04 September 2018

Ruby Sky Stiler: Holding Up the Sky

"When the skies are going to fall, fall they will..."
     - excerpt from "The Revolutionary" by David Herbert Lawrence

She stares out at us  holding up the weight of ages.
At first glance, it seems odd to describe sculpture as consisting of two and three dimensions at the same time but looking at the work of Ruby Sky Stiler, it becomes clear that this is exactly her intention.  Stiler's intentions are grand and so are her models.

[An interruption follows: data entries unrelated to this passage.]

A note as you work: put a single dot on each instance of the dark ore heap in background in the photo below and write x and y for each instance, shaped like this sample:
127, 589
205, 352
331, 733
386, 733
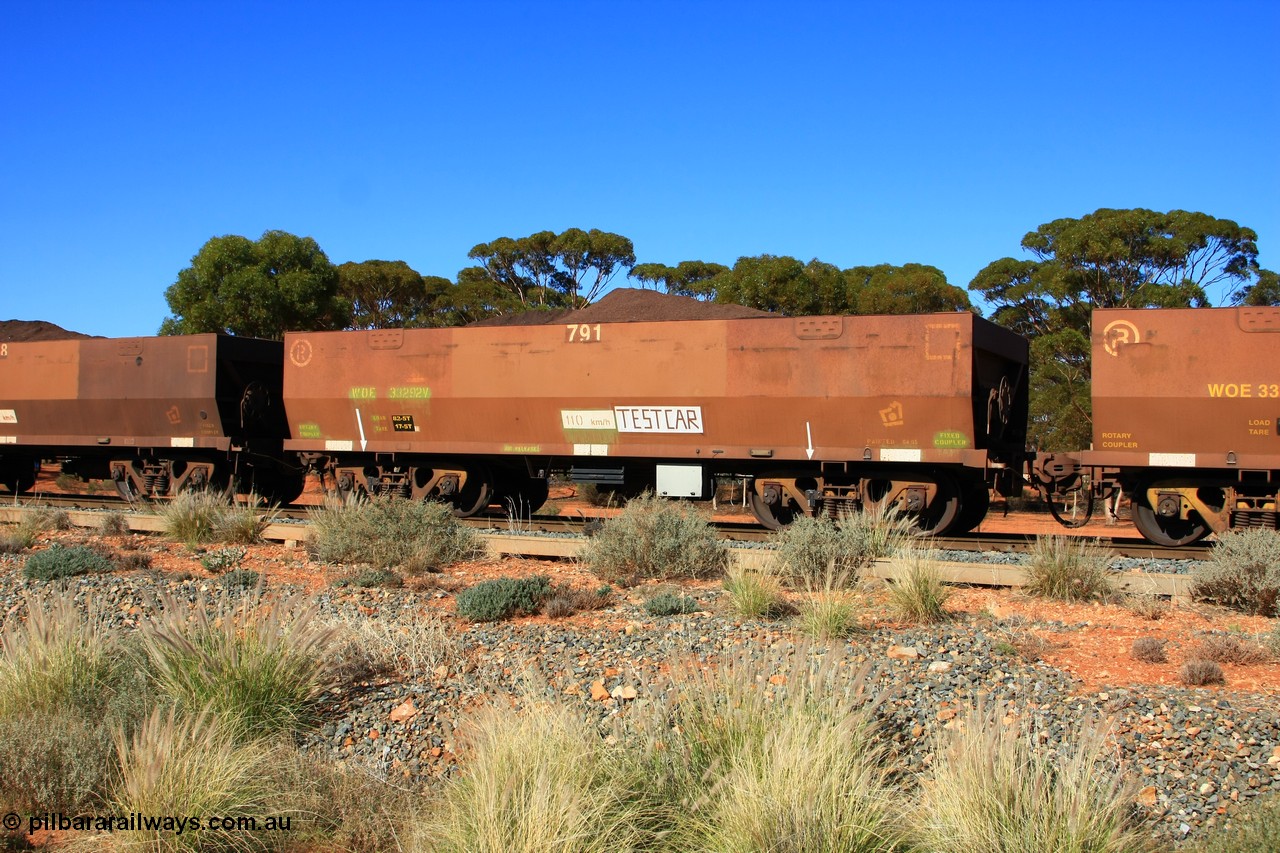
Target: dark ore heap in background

Th formal feeling in Stiler's figures evokes the caryatids, those stoic female figures who perform in perpetuity their hieratic functions on the Acropolis.  Stiler often makes use of classical models whose origins are obscure but usually attributed to the sculptors in early Greek states.  A fortuitous find at a yard sale, Ernest Arthur Gardener's 1905 classic  A Handbook of Ancient Greek Sculpture, and a subsequent visit to the ruins of Pompeii in Naples a few years, led to Bust of  a Woman,  confronting us with familiar forms and distant meanings.  Or, as Stiler titled her 2017, exhibition Nicelle Beauchene Gallery, Inherited and Borrowed Types.

Her iconography also incorporates feminist imagery (the curved  arm raised as if in a dance). You can see the influence of Louise Bourgeois  in the fractured perspectives of Stiler's figures.  She often works in bas relief, the low relief sculpture often incorporated into the facades of buildings and also a strong feature of Native American pottery.

Ruby Sky Stiler was born in 1979 in Portland, Maine, studied art at the Rhode Island School of Design and Yale University.  At present she lives in Brooklyn Museum.   Stiler's work was included in the inaugural exhibition at the Wellin Museum of Art in 2012 on the occasion of the two hundredth anniversary of the college's founding.  Her work is on  display at the Socrates Sculpture Park in Neew York City.

Image: Ruby Sky Stiler - Bust of a Woman, 2014, glass, fiber, reinforced concrete,  Nicelle Beachine Gallery, NYC.